To optimize a network that uses a sigmoid activation function, we require its derivative. Let's find it. The sigmoid functions is a fraction, therefore we are going to apply the chain rule. To make our lives easier, let's restructure the function first.

\begin{align} \dfrac{\text{d} \sigma(x)}{\text{dx}} &= \dfrac{\text{d} }{\text{dx}} \dfrac{1}{1+ e^{-x}} \\ &= \dfrac{\text{d} }{\text{dx}} \dfrac{1}{1+ e^{-x}} \cdot 1 \\ &= \dfrac{\text{d} }{\text{dx}} \dfrac{1}{1+ e^{-x}} \cdot \dfrac{e^x}{e^x} \\ &= \dfrac{\text{d} }{\text{dx}} \dfrac{e^x}{e^x + 1} \end{align}

Now we are able to identify \(g(x) = e^x\) and \(h(x) = e^x + 1\).
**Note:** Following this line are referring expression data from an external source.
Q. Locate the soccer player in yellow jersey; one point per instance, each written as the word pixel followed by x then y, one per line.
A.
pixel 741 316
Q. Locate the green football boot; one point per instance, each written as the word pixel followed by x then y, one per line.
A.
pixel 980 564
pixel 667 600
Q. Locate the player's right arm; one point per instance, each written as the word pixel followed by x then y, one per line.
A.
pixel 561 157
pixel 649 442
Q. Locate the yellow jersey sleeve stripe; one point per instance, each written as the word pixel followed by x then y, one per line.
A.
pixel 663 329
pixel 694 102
Let's now to plug \(g(x)\) and \(h(x)\) into the chain rule (equation \(\ref{eq:chainrule}\))

\begin{align} \dfrac{\text{d} \sigma(x)}{\text{dx}} &= \dfrac{e^x \cdot (e^x + 1) - e^x \cdot e^x}{(e^x + 1)^2} \\ &= \dfrac{e^x \cdot e^x + e^x - e^x \cdot e^x}{(e^x + 1)^2} \\ &= \dfrac{e^x}{(e^x + 1)^2} \\ &= \dfrac{e^x}{(e^x + 1)}\dfrac{1}{(e^x + 1)} \\ &= \dfrac{e^x}{(e^x + 1)}(\dfrac{1 + e^x - e^x}{(e^x + 1)}) \\ &= \dfrac{e^x}{(e^x + 1)}(1 - \dfrac{ e^x}{(e^x + 1)}) \\ &= \sigma(x)(1 - \sigma(x)) \end{align}

We found

\begin{equation} \sigma'(x) = \frac{d\sigma(x)}{dx} = \sigma(x)(1 - \sigma(x)), \end{equation}

which means we can use it to descent towards a minimum. Furthermore, it turns out we can conveniently express \(\sigma'(x)\) in terms of \(\sigma(x)\). The plot below looks at the topology of the derivative.

sigmoid_prime

The plot reveals \(\sigma'(x)\) bell-shaped form, with a maximum value below one.
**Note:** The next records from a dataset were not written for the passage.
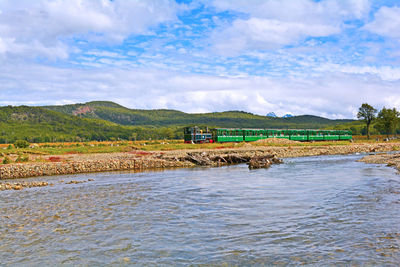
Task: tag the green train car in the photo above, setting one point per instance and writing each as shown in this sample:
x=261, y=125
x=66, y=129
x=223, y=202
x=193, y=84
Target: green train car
x=197, y=135
x=239, y=135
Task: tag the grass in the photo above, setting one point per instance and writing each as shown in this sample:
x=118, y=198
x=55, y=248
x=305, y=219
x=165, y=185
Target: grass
x=155, y=145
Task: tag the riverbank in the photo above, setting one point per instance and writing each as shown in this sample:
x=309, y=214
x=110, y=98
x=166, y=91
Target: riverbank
x=138, y=160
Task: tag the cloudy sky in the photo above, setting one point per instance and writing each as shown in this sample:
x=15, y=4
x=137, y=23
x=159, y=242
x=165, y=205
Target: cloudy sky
x=322, y=57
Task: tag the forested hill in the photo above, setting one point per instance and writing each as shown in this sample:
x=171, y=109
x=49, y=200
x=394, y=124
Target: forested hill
x=113, y=112
x=110, y=121
x=37, y=124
Now that we have seen a more involved application of the chain rule let's turn our attention to multivariate functions. After all, we would like to be able to process pixels or audio sample vectors. Moving from one to two dimensions will get us started. Let us take an in-depth look at the Rosenbrock function, a standard two-dimensional test function in the optimization literature

\begin{equation} f(x_1, x_2) = (a - x_1)^2 + b(x_2 - x_1^2)^2, \end{equation}

in the equation above the input to \(f\) is the two dimensional vector \(\mathbf{x} = (x_1, x_2)^T\), where \(x_1\) and \(x_2\) denote the vector elements. Overall, the function maps this two-dimensional vector \(\mathbf{x} \in \mathbb{R}^2\) to a number \(\mathbb{R}^1\). In other terms we are dealing with a function \(f: \mathbb{R}^2 \rightarrow \mathbb{R}\).

The plot below illustrates why this function is interesting. To create the plot we set \(a=1\) and \(b=100\). Both values will remain the same going forward.

Rosenbrock_function

The function creates a valley with many local minima. It is therefore an ideal example to explore optimization algorithms!

Before we can get started, we need a way to process the vector \(\mathbf{x} = (x_1, x_2)^T\). Or in other words, we are looking for a way to deal with derivatives of multivariate functions.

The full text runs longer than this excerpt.